We already have an incompent loser of a president with no management bonafides. You know what they say the definition of insanity is.
I prefer the prospect of four years with Poppin’ Fresh in a grey Beatle wig to the prospect of four years of being preached at by Mr. Pocket Protector.
“The Romney campaign does not dispute that congressional earmarks helped save the games. But they noted that Santorum voted for those earmarks, among many others, when he was a Senator.”
This is outright dishonesty. By definition, one does not vote for earmarks. They are simply attached to a bill WITHOUT A VOTE, and there is really nothing one can do about them. The bill could be otherwise sterling, and something truly to vote for, and someone like Romney can dishonestly demagogue what you did by claiming you voted for an earmark.
I like that Santorum is going hard after the other side without being fundamentally dishonest. Romney’s camp often uses the most dishonest means. I want hard-hitting, but above the belt. Romney’s a below-the-belt kind of guy.

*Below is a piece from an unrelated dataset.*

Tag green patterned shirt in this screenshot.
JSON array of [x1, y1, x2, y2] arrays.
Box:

When you look at the Santorum’s entire statement, its clear that his “theology” statement really refers to the “religion” of liberalism or leftwing ideology. Ann Coulter’s book Godless is but one source that makes this point. Saying that believers in leftist ideology have made a religion of their political views doesn’t necessarilly mean that they don’t have some other religion as well (but in case of conflict, who wins? See Bart Stupack). Santorum’s point is that the President puts his left wing ideology before the needs of ordinary Americans. When the President said he wants energy prices to “skyrocket,” he is really saying that he wants to make every American poorer, as that is the result when energy prices skyrocket. Santorum needs to make this point, but do so in a more effective manner.